A few months ago I wrote this about the clarinet:
If breath support, embouchure, and voicing are correctly established, then Crossing the Dreaded Break ceases to be a Thing. It’s just another note: a moment ago you were playing B-flat, and now you are playing B-natural. As long as your fingers get where they are supposed to go, then that’s all there is to it. Personally, I don’t even use the word “break” with a beginning student—there’s no need to get them all uptight about what really is a non-event.
My point was that crossing a register break is merely a fingering issue, and shouldn’t be turned into a big to-do about embouchures and equipment purchases and so forth. And I stand by that, but there is something I glossed over a bit that perhaps ought to be revisited in more detail, and that applies to register break crossings on all woodwind instruments.
The point that I want to return to is that of breath support. If it, and some other basic tone-production matters, are “correctly established,” then break-crossing is indeed nothing more than a new fingering or two. But assuming that breath support is 100% correct with a student just reaching the break-crossing stage is often a mistake.

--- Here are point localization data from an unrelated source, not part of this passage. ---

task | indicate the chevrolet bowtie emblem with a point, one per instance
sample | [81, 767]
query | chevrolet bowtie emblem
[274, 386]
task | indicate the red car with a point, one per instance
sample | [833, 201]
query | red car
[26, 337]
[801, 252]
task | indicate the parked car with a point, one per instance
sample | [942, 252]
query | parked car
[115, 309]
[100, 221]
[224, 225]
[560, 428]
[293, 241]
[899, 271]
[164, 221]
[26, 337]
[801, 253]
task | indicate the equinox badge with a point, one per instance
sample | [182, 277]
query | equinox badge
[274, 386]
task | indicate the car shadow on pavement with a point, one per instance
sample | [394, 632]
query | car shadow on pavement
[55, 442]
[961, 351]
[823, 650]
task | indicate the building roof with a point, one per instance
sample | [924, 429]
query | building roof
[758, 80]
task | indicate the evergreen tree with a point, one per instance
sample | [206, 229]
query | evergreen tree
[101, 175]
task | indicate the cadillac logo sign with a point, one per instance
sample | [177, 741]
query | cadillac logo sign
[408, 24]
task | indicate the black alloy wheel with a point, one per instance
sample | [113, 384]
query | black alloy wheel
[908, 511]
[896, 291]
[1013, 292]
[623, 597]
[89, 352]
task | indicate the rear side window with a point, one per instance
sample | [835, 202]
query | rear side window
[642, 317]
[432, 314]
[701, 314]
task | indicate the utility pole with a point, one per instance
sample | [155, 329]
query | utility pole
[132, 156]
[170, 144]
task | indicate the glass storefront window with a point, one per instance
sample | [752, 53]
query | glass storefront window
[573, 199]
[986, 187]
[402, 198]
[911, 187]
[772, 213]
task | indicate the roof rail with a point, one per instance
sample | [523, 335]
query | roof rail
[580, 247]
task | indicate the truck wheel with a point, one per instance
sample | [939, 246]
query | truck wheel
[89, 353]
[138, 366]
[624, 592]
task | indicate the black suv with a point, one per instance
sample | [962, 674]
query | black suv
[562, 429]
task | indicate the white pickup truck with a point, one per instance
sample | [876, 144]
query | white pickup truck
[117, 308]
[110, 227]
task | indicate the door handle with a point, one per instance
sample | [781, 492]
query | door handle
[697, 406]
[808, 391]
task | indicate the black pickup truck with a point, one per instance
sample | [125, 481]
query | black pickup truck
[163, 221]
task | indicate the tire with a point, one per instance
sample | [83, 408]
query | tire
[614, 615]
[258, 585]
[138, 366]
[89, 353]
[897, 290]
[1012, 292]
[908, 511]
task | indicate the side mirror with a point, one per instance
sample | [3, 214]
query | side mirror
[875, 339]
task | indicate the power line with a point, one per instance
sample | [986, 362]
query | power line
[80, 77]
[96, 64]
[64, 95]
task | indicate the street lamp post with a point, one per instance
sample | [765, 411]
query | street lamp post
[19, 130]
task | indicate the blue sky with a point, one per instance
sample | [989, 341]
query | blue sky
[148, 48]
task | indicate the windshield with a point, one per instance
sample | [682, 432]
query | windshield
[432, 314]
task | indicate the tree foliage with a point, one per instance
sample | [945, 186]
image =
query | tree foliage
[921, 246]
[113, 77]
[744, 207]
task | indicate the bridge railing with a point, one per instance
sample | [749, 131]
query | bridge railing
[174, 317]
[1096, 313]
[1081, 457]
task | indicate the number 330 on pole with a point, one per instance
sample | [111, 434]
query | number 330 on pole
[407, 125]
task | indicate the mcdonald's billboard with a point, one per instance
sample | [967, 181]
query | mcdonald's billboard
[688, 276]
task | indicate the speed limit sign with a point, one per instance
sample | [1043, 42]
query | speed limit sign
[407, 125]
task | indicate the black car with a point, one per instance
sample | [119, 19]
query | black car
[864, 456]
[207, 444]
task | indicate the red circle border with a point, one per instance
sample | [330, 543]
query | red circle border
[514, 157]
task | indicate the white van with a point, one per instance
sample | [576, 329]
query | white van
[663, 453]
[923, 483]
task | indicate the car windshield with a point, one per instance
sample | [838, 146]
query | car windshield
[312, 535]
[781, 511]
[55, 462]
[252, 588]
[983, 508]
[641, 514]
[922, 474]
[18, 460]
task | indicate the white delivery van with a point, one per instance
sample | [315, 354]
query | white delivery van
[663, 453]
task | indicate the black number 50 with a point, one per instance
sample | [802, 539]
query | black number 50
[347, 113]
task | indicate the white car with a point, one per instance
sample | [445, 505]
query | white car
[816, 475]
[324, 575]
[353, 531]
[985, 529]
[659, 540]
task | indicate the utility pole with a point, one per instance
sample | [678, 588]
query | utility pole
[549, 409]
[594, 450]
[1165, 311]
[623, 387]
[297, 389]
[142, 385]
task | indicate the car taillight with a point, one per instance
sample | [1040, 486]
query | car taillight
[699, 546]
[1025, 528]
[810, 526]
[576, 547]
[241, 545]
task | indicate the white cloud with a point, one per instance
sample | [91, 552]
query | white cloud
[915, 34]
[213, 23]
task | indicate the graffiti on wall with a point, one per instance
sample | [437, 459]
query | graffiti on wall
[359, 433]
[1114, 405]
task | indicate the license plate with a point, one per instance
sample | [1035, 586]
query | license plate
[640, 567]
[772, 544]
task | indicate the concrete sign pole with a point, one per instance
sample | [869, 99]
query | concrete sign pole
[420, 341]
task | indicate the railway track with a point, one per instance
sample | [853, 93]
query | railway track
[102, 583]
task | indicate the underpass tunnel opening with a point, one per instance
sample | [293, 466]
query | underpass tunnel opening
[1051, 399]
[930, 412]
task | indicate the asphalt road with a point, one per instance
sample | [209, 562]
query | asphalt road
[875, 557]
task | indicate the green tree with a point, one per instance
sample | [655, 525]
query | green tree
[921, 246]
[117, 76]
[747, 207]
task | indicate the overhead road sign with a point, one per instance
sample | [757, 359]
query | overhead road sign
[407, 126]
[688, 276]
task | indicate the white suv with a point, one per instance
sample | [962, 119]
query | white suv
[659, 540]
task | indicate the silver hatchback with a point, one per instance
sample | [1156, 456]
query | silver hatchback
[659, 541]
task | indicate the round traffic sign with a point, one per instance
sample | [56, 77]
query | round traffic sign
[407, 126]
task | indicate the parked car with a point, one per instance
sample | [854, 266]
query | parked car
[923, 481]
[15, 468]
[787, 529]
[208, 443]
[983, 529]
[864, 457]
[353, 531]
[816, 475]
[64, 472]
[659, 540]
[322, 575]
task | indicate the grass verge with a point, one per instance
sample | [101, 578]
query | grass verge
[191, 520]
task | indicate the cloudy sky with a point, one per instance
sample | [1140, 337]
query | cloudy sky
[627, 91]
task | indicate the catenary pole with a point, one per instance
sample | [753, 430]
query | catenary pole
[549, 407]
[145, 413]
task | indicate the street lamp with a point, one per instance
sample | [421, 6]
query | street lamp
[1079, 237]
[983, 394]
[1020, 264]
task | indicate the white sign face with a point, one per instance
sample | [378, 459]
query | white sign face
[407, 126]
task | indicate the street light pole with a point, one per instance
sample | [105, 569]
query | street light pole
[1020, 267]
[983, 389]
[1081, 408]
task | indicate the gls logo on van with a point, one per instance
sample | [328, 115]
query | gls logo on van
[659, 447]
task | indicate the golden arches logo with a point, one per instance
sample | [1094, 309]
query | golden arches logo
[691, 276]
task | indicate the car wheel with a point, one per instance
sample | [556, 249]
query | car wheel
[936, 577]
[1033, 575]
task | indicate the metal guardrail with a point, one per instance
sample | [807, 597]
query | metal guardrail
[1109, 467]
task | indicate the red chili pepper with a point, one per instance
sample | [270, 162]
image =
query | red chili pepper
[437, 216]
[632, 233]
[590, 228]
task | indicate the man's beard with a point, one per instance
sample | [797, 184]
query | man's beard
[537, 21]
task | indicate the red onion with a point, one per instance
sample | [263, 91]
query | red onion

Each note on the clarinet (and on any woodwind) has a certain level of resistance—that is to say, it requires a certain amount of air pressure to get the air column vibrating. Some notes are more resistant, and some are less resistant. As a sort of general oversimplification, we might assume that a long-tube note (with more toneholes closed) is more resistant than a short-tube note (with more toneholes open). Other factors do apply, of course: the size of the toneholes, whether the fingering is a “forked” fingering, and more, but let’s isolate tube length for the moment. So for the clarinet, having a break between A-sharp and B, we would expect to see this kind of resistance change while crossing the break:
(Note that the bar graphs here are strictly illustrative and not based on any real measurements.)
A beginner who is accustomed to the lower resistance of a few chalumeau-register notes might have intuitively developed just enough breath support to make those notes respond. When he or she attempts to cross the break, the breath support isn’t enough to overcome the increased resistance:
The breath support needs to be high enough to power the most resistant notes, and the less-resistant ones certainly do not suffer from it; on the contrary, their tone and pitch stability are improved by the additional support:
My college-level clarinet students have mostly mastered this, though sometimes they slip a bit. More of them still struggle a little with the transition across the higher break into the clarinet’s altissimo register, especially if they are timid about squeaking and tend to reduce airflow as they approach the high notes. My other reed-playing students sometimes have similar problems: oboists’ and saxophonists’ fourth-line D is sluggish (D-flat too, for oboists). With the bassoon, resistance throughout the instrument’s “beginner” range is generally fairly low and response isn’t as much of an issue, but lazy breath support manifests itself in a big way as pitch instability.
So crossing the break is not specifically a breath support issue; breath support needs to be powerful enough and constantly applied, to improve response across the break but also to improve virtually every aspect of woodwind tone production.